Odkopałeś mój temat po 4 latach. Tym razem (co rzadko ma miejsce po takim czasie) mogę się podpisać pod tym co napisałem. Nostalgia, tęsknota za tym co już minęło, to uczucie wspaniałe, nawet niezbędne jak tlen, a jednak nie do końca przyjemne. Chyba sobie odświeżę niedługo Włóczykija.
Nawet nie tylko warstwa wizalna, ale i muzyczna. Co do tej opozycyjnej postawy... Jesli swiat lumpenproletariatu jest zepsuty i niegodziwy, a burzuazyjny tez (przekonania Pasoliniego), to jest raczej - morlanie - znak rownosci miedzy nimi.
Zastanawiam sie, czy on jest bohaterem romantycznym? Mysle, ze szuka zwyczanie takiego sposobu na zycie, by nie pracowac i sie nie przemeczyc. W tym sensie szuka wolosci, by robic, co sam chce, czyli nie robic nic :-) Nie jest buntownikiem, kontestatorem, przeciwko niczemu nie walczy. Akceptuje swiat, w jakim zyje chyba... Czuje sie w nim dobrze. Ja tak to odebralam.
Ale zgadzam sie, ze kreacja bohatera, strasznego cwaniaka, lenia, niegodziwego ojca, kochanka, jest wybitna, bo nie mozna zupelnie og odrzucic i nie lubic. Jego wartosci, czy raczej ich brak, wydaja sie byc zrozumiale na tle reszty spolecznosci. No i te wady, jak mowil Pasolini, sa ludzkie, a Accatone szczery do bolu w tym, co robi.
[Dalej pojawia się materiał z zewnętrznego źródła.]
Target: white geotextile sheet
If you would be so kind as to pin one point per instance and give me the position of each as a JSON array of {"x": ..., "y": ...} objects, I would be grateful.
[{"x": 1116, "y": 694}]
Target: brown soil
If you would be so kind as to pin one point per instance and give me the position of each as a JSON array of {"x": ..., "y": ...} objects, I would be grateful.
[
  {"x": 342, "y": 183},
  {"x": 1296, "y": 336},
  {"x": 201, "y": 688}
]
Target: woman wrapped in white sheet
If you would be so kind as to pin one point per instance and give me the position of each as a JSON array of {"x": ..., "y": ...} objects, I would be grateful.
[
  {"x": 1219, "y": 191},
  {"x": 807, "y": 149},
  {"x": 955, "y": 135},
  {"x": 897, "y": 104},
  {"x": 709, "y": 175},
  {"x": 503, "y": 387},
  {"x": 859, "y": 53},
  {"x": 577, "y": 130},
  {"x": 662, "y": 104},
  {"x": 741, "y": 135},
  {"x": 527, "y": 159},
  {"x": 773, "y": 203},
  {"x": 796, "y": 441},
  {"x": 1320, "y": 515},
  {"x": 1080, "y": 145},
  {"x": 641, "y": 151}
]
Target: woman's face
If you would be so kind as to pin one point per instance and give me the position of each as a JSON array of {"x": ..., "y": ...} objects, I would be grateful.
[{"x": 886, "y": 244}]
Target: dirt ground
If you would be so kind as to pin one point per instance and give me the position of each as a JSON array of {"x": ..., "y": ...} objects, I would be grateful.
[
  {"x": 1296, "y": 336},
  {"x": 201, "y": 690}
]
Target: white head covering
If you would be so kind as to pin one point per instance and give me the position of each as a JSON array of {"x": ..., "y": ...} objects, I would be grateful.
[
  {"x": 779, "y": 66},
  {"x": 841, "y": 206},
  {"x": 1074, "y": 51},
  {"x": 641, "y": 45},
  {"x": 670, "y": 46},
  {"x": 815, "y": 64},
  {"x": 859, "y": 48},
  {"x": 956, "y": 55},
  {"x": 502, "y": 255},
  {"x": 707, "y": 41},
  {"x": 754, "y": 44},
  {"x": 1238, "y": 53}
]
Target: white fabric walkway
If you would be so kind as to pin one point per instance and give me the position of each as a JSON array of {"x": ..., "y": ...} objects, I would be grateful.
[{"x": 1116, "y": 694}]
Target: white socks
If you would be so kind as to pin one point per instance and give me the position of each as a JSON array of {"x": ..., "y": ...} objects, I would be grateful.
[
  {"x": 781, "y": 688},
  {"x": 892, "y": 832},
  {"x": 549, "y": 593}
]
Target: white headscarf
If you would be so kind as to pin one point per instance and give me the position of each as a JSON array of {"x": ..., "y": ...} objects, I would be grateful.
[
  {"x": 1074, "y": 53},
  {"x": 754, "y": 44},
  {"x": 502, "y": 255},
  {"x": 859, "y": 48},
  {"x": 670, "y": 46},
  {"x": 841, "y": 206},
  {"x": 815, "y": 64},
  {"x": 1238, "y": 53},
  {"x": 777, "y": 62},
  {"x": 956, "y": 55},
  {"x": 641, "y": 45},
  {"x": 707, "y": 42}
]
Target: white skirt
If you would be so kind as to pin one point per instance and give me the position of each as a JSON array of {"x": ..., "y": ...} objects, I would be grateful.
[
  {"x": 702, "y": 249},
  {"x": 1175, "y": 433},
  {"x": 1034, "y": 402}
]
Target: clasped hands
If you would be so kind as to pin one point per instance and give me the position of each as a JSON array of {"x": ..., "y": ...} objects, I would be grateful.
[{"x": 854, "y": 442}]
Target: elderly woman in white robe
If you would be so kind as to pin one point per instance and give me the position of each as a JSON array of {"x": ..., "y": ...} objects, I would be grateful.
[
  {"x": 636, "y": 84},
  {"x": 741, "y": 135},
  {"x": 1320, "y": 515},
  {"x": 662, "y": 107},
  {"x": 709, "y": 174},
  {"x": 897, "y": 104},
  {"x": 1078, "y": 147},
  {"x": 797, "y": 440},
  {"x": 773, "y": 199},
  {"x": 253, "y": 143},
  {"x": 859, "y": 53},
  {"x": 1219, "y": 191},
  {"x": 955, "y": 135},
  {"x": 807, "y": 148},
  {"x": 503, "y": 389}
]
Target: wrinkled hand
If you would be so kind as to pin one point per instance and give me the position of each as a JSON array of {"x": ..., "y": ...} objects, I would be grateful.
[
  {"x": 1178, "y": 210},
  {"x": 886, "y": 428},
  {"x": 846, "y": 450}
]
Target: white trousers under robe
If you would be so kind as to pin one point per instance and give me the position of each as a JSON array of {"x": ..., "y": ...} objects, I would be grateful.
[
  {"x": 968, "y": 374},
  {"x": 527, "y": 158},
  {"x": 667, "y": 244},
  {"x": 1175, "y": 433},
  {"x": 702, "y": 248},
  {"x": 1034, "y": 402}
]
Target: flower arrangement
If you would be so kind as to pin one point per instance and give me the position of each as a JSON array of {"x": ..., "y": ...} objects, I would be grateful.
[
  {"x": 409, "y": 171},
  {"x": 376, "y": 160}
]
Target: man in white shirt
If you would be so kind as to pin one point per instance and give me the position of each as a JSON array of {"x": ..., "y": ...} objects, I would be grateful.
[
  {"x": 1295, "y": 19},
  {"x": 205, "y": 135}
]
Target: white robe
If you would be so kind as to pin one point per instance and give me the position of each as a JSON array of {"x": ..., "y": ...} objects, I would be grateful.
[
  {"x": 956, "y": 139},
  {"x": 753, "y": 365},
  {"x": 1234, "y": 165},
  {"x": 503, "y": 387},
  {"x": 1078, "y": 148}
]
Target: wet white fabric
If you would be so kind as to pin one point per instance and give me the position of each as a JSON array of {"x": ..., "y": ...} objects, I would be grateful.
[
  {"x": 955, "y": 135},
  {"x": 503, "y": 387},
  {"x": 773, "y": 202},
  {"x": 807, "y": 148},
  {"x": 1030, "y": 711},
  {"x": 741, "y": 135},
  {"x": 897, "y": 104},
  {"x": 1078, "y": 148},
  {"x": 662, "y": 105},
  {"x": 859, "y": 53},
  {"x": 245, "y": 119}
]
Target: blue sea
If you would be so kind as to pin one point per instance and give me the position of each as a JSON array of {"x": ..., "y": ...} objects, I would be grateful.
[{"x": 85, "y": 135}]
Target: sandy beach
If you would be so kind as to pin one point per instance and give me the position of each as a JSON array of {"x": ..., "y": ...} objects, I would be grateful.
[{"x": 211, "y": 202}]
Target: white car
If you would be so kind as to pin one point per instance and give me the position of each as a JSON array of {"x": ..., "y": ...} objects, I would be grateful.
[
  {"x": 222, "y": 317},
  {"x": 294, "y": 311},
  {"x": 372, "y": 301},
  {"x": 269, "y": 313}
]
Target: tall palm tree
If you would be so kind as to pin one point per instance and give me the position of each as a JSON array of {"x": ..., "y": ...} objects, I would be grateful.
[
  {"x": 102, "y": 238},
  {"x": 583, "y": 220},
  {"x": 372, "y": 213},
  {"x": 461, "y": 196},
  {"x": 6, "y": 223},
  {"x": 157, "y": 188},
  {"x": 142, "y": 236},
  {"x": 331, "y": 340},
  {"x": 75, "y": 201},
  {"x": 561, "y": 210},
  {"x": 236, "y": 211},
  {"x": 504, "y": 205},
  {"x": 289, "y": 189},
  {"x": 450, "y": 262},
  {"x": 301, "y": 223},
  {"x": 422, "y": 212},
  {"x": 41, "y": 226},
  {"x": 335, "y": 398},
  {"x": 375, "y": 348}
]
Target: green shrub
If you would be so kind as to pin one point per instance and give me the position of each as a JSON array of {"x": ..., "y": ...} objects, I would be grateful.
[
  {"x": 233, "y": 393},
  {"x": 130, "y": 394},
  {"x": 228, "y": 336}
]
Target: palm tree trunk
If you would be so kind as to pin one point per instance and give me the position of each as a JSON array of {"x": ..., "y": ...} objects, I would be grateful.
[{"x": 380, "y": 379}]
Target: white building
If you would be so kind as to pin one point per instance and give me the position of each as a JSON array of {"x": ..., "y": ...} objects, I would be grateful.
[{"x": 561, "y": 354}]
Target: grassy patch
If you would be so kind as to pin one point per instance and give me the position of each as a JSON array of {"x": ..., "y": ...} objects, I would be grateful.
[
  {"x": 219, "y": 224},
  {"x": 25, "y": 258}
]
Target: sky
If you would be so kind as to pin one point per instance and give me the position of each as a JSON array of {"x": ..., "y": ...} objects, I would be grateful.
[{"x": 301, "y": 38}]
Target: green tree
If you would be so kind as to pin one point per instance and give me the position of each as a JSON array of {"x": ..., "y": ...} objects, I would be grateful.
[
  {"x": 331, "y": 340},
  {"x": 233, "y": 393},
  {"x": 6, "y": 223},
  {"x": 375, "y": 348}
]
A gdzie mozna znalezc ten esej Luudi?
W zbiorze tekstów Pasoliniego pod tytułem "Po ludobójstwie" znalazłem ten esej i musze przyznać, że idealnie dopełnił mi ten film oraz cały świat lumpenproletariatu. Wydawnictwo to chyba Kronos, ale głowy nie dam - książkę oczywiście pożyczyłem :D
Jego śmierć nosi już przecież znamiona śmierci romantycznej, umiera bezsensownie, jak niejeden niepoprawny romantyk. On nie ma świadomości bycia kontestatorem, ale w ujęciu Pasoliniego nim jest - reżyser prozę jego życia przekuwa w paszkwil na burżuazyjny świat.